Alex is a boy who refuses to believe anything, who finds himself transported to Wonderland along with a talking macaw sidekick and finds a magical land populated by nursery rhyme characters who persist in not doing the things that the nursery rhymes say they should do. Alex sets out on a campaign to force them all to behave properly and save the children of the world from having to learn new rhymes.

The first story has a writing credit to Jerry Gale; subsequent ones just have one of Howie Post's signatures (he varies between "Post", "Howard Post" and "Howard W. Post"), and since they're basically the same story every time we can maybe assume the artist was also the writer. Wonderland Comics was cancelled after nine issues, but the artwork had evolved and improved over that time until it had become a very proficient Walt Kelly impersonation, perfectly suited to the nursery rhyme theme. And it clearly caught the attention of the big-name publisher DC, in their latest quest to find a new Superman to catch the public imagination and restore their flagging sales!

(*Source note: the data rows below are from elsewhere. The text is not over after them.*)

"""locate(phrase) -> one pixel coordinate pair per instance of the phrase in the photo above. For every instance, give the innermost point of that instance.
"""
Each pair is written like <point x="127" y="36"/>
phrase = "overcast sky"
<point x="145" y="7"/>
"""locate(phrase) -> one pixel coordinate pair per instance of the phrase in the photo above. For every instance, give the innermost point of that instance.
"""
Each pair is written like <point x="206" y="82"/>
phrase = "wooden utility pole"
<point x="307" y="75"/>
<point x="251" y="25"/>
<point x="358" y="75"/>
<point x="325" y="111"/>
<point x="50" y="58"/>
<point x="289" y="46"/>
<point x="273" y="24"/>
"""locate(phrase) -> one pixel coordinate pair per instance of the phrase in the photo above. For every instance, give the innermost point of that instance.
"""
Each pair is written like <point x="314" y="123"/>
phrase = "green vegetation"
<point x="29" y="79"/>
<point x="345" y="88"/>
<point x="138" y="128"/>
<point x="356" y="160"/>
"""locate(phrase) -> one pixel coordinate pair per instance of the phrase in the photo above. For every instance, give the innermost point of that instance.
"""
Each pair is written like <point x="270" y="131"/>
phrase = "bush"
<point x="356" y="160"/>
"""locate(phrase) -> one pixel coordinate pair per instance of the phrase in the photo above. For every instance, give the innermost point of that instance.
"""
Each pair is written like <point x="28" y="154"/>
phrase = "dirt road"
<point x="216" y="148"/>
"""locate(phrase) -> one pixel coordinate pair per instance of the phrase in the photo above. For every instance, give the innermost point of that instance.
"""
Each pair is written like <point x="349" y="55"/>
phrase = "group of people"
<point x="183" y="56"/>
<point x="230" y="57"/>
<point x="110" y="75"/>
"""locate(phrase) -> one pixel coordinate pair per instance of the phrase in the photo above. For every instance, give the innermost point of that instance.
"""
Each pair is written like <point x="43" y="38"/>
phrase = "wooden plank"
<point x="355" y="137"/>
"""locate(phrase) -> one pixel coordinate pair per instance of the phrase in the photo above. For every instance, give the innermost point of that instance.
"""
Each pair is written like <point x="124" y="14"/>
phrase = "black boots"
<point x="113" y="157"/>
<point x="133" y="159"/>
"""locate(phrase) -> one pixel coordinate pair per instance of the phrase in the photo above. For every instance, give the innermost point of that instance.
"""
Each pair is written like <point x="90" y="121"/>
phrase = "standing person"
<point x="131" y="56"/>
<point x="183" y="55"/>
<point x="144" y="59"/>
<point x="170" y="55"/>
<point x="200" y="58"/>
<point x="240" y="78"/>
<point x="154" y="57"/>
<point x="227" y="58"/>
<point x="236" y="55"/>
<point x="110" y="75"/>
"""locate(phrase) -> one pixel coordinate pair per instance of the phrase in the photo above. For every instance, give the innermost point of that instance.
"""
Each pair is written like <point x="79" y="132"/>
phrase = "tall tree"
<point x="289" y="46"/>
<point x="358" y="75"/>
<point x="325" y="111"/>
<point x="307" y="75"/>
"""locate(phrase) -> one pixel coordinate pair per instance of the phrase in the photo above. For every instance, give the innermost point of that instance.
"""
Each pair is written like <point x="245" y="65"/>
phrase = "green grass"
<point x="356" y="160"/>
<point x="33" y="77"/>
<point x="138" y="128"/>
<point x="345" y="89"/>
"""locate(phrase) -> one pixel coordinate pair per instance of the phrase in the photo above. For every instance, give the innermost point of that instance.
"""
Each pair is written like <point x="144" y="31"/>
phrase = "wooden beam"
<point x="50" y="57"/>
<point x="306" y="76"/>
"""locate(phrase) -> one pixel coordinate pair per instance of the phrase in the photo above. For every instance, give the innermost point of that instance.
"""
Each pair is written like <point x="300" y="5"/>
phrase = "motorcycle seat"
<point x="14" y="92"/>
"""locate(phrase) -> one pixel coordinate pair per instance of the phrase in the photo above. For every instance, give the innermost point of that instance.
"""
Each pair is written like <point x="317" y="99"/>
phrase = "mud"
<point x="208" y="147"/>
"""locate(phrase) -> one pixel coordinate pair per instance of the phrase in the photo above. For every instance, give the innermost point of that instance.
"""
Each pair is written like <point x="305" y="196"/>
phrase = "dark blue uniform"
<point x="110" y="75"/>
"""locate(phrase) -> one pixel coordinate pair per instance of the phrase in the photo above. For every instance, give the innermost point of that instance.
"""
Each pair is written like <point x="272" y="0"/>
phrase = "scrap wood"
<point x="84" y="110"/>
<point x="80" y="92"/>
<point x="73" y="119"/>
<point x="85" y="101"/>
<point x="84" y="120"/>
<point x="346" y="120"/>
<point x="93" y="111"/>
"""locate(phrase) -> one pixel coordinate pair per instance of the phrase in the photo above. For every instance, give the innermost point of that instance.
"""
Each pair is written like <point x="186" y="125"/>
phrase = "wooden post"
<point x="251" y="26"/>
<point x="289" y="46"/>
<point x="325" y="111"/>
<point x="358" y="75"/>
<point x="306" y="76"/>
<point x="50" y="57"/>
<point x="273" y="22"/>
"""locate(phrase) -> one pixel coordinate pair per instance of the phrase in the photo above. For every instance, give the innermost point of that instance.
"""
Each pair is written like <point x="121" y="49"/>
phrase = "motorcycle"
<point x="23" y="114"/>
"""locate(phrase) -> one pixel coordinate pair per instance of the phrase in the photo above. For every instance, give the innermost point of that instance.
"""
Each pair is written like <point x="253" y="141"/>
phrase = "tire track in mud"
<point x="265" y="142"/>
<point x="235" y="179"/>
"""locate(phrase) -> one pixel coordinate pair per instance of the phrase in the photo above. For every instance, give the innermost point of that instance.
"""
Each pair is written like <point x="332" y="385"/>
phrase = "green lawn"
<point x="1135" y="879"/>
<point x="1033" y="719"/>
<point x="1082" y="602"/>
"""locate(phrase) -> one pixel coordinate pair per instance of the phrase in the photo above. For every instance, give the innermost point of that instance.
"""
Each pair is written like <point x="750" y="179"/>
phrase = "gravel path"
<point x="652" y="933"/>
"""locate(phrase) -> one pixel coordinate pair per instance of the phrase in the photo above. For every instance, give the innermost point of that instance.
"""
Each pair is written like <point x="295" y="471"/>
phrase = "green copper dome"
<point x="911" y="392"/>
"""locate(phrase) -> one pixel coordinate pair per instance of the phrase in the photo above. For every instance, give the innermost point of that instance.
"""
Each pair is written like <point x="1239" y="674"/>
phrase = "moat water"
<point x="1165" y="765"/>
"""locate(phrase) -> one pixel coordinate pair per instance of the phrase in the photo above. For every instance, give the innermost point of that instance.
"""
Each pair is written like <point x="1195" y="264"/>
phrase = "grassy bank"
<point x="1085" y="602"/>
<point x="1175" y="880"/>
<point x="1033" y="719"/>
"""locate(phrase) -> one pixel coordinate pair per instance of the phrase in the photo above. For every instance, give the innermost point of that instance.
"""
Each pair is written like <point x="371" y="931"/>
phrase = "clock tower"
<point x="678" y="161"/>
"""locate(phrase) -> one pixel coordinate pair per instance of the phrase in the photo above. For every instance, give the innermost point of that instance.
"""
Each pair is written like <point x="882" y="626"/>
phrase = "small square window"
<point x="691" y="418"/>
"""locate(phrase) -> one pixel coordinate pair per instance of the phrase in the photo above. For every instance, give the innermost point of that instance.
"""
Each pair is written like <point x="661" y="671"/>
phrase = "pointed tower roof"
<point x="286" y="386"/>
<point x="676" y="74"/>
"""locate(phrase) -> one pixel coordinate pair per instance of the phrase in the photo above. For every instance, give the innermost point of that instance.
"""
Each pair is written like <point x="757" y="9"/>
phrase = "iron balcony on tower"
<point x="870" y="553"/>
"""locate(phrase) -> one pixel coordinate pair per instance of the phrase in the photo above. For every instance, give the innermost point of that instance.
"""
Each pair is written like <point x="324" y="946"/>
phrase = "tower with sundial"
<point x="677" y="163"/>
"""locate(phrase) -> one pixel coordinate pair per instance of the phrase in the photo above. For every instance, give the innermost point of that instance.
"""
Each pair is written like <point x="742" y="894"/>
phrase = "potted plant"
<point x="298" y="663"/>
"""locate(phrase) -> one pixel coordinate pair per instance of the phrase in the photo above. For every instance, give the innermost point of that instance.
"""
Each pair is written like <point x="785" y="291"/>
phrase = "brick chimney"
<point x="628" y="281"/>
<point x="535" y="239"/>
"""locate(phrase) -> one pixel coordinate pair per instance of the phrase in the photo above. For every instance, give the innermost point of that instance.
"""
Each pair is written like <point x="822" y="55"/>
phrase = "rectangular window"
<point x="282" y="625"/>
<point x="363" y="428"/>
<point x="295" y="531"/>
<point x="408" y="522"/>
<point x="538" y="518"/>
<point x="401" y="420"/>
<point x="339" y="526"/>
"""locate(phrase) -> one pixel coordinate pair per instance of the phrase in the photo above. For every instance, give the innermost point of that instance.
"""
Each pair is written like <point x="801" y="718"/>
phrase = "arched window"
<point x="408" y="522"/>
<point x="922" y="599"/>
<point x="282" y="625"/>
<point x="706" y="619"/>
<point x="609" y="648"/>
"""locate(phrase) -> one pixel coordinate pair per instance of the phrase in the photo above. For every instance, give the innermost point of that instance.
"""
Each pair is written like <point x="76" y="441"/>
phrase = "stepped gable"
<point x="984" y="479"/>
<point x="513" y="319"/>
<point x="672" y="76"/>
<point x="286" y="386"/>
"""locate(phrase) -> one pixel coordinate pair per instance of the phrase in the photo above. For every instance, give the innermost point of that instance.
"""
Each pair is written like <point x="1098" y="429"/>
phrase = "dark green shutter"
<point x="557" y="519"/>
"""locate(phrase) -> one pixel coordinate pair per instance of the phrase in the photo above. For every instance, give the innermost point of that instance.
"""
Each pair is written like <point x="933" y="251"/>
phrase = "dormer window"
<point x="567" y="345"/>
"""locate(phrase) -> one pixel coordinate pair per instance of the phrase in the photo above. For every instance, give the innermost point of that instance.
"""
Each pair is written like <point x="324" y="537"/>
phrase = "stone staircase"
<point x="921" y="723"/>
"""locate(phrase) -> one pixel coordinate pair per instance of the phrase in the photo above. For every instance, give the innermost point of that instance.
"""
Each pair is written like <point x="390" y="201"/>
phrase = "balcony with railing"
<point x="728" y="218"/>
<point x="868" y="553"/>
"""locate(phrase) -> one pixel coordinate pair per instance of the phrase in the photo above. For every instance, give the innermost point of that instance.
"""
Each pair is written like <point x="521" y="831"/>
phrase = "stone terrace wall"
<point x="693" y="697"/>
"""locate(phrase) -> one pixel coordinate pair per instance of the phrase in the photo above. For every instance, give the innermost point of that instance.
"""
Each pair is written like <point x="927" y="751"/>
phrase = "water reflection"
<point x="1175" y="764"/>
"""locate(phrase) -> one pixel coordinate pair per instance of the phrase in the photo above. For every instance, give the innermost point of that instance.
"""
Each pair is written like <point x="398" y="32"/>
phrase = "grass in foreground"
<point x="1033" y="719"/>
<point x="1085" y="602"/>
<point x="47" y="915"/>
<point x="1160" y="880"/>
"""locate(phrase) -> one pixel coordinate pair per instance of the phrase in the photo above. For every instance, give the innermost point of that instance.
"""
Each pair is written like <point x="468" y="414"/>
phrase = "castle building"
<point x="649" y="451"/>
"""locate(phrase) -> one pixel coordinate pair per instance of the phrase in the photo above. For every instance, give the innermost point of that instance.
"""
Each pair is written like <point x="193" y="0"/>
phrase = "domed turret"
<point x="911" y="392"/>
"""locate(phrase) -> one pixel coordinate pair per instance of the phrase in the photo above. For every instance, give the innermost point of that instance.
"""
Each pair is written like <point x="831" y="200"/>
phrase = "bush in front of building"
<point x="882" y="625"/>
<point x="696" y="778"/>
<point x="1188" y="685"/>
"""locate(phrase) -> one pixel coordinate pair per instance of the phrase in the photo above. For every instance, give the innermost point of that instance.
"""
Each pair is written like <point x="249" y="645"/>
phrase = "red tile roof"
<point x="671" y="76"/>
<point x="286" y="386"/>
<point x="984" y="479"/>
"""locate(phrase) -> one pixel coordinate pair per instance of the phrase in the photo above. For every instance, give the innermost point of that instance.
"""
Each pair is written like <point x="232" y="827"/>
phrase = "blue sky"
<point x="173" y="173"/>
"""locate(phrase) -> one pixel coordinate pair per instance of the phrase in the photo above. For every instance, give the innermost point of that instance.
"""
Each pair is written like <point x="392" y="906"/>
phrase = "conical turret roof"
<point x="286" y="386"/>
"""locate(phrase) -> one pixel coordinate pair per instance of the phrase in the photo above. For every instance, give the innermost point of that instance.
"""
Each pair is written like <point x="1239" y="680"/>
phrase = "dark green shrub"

Yes, this is the new character who was going to rank alongside Superman, Batman and the Boy Commandos. Making his debut in More Fun Comics #121 (cover dated April 1947), it's Jimminy and the Magic Book! DC absolutely flooded their comics with ads for Jimminy! Nobody who picked up any comic in 1947 could have failed to be aware what was happening in More Fun, DC's earliest and longest-running title, going all the way back to the very dawn of American comic books (it was called New Fun when it started up). The title's long history had given the world many classic characters over the years, even if it never quite topped the sales charts, and could our new hero be the one to take it to new heights in the post-war era?

Jimminy is basically just Alex. He's a bit smaller, and he's got a magic book rather than a magic macaw, but it's essentially the exact same thing. Beautiful artwork, though, and Prize could hardly complain about the plagiarism - one of the back-up strips of Wonderland Comics, called "Neighbors", was a carbon copy of the Fox and the Crow, the Columbia cartoon characters who DC had paid good money for the comic rights to!

There were not one but two Jimminy stories in each issue of More Fun, just to really cement him in the readers' minds as the new big thing. Or maybe DC were really short of material and Howard Post was able to draw an impressive number of very detailed pages every month (he also drew some funny-animal strips for them at the same time). But one nice feature of the stories is that Jimminy is a legacy hero - the magic book has been passed down through the generations of his family, as he's told by his father (who says 'ye' instead of 'you', but otherwise seems to be more or less sane and reliable). I'm sure that there are descendants of the Crockett family out there today, having magic adventures and just waiting for someone to put them in the comics!

Nothing bad can possibly have happened to the heroes or the book, as Jimminy's mother points out with an impressive certainty at the end of the first story...


But somehow, Jimminy and the Magic Book didn't catch the imagination. More Fun Comics was cancelled with #127, and burnt off the entire inventory in that final issue - FIVE adventures for Jimminy in that one comic! Another advert had Superboy and Robin showing their support for the hero, perhaps hoping the readers would buy his comic in such quantities as to save it from oblivion. But clearly they didn't, and that was the end of More Fun.


Certainly not the end of Howard Post, though, who had a lengthy and successful career both in comics with Harvey and animation with Paramount / Famous Studios. And, of course, those two episodes of Thundercats!